Drug plasma levels declined rapidly in a polyphasic manner after intravenous bolus administration of 8.8 mg/kg
LOE 908 BS. The disposition of
LOE 908 BS was governed by a rapid elimination (clearance Cl = 47.7 ml/min/kg) and an extensive distribution into tissues (volume of distribution Vss = 7.21 l/kg). A dose-proportional increase of AUC and steady state concentration up to doses of 194 mg/kg (6 h infusion) was observed suggesting linear pharmacokinetics. The protein binding was very high with 99.4% to 99.7% bound to
plasma proteins in the concentration range 0.26 to 2.6 micrograms/ml. The
LOE 908 BS concentration-time profile in brain tissue after
intravenous infusion (4.4 mg/kg/h over 4 h) paralleled those measured in plasma indicating a rapid but also low penetration of the blood-brain-barrier. The concentration-time profile of
drug-related radioactivity after intravenous (bolus) administration of [14C]

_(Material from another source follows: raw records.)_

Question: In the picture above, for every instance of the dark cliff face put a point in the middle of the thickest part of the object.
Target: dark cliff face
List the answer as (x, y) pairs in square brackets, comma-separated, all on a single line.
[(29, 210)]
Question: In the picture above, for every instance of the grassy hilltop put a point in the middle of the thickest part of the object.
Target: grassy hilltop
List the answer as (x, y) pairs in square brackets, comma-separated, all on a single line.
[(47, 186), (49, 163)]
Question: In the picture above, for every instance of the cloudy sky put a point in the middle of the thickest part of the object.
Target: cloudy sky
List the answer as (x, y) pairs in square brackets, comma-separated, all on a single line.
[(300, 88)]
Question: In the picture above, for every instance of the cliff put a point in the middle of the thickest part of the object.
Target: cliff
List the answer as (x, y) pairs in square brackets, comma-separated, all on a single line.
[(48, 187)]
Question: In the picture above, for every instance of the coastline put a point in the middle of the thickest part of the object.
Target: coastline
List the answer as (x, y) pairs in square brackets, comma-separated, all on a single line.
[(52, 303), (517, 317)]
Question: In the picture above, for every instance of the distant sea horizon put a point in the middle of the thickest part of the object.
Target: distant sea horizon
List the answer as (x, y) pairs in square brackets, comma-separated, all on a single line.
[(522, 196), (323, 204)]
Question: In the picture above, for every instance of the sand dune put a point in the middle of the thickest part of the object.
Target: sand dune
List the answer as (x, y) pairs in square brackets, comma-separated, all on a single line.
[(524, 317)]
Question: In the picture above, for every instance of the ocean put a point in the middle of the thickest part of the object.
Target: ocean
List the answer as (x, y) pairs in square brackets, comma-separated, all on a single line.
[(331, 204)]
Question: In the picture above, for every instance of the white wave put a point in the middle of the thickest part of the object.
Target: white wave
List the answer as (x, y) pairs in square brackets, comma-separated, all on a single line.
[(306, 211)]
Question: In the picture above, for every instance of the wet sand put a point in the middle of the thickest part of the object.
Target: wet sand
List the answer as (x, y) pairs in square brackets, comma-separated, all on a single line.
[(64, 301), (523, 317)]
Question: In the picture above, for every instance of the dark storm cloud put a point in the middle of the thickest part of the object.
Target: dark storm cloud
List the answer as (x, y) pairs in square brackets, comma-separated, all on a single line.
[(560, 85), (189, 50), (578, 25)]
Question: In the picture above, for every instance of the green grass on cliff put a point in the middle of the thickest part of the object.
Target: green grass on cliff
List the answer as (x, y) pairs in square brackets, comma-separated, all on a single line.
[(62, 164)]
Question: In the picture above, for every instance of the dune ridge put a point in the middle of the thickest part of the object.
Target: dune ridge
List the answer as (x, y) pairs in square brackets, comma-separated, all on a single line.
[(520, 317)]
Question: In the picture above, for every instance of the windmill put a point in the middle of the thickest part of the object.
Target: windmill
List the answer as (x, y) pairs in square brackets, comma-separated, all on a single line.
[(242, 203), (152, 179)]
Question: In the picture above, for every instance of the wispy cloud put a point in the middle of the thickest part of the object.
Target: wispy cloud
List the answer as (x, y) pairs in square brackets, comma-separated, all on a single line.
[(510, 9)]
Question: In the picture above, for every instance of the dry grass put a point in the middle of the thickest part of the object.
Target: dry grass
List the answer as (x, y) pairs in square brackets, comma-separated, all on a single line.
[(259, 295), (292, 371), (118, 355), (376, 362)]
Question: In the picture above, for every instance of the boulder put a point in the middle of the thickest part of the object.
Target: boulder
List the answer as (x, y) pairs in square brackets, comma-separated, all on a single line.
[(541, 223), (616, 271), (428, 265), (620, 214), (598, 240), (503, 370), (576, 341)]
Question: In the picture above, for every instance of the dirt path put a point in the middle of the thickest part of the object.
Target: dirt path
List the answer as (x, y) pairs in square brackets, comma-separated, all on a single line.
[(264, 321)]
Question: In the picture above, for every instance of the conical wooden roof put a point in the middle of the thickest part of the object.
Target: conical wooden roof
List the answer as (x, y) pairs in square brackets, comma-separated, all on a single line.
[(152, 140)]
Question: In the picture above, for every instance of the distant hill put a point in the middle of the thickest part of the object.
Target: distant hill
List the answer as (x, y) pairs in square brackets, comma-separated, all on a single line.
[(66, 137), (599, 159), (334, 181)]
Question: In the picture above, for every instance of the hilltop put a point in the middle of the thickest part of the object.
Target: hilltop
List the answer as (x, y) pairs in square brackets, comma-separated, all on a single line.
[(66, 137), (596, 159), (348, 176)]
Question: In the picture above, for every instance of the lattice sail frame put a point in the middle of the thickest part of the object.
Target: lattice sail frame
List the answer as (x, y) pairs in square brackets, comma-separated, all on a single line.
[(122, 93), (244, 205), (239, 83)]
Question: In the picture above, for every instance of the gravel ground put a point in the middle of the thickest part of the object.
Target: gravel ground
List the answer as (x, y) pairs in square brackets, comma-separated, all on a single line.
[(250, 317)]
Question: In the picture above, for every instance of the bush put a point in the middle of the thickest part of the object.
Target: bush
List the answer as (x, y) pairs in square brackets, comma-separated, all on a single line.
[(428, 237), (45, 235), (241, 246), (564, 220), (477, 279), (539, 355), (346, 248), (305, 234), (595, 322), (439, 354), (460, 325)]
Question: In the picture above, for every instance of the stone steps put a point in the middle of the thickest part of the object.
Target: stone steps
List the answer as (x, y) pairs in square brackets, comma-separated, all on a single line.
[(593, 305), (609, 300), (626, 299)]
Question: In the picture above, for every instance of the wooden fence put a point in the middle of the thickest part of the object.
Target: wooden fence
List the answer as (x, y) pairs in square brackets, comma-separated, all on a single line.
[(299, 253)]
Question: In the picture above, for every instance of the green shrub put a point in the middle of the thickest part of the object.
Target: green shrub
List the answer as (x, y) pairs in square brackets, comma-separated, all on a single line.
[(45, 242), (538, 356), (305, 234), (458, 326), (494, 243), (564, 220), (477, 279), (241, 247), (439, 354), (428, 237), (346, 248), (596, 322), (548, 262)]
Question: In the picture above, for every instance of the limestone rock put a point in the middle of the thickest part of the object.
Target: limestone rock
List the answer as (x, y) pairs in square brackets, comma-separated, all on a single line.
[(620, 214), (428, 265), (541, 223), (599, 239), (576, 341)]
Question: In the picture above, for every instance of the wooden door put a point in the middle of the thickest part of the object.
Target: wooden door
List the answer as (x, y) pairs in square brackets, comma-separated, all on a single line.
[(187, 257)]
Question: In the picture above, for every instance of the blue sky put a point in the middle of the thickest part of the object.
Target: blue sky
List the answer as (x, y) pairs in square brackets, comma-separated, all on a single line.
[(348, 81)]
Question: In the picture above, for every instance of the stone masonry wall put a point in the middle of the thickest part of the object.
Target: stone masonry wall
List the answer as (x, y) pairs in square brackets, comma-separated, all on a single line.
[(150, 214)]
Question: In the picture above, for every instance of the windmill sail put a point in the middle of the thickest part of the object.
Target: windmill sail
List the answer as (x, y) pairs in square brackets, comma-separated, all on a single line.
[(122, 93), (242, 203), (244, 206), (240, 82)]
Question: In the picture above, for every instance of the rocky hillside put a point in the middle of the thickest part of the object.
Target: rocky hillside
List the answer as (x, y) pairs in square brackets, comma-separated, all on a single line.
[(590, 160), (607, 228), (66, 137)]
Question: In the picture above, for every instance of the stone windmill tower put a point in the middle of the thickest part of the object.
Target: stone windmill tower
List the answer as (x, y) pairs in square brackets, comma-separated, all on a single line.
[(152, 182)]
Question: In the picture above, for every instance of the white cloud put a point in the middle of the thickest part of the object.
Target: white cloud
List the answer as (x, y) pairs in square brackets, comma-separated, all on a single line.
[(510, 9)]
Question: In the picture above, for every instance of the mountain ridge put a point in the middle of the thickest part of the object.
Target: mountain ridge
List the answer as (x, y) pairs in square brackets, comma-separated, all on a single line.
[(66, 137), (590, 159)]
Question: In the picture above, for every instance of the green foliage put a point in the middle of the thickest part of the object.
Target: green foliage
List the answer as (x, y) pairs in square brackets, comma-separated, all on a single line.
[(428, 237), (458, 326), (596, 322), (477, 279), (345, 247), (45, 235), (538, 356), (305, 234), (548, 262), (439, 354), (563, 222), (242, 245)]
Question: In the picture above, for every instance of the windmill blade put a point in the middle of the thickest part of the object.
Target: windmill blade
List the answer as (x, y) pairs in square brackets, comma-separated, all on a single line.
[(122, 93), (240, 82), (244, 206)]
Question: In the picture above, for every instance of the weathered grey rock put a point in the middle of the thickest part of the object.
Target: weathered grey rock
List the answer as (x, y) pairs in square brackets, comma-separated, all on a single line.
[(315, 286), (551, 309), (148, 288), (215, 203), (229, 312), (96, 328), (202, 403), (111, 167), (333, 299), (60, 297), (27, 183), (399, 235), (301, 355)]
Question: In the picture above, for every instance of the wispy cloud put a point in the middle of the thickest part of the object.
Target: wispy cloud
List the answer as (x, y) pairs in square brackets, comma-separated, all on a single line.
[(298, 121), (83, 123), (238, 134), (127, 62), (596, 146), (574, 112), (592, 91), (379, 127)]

LOE 908 BS dropped also rapidly to approximately 16% within the first hour compared to the initial 2-min value. The
drug exhibited a high biliary excretion (84% during 5 h) and, accordingly, faecal excretion was the main route of excretion (> 90%). The mass balance was complete after 96 h indicating no persistence of radioactivity in the animals. The relevance of these findings with respect to results obtained with
LOE 908 BS in animal models for
stroke and
traumatic brain injury is discussed.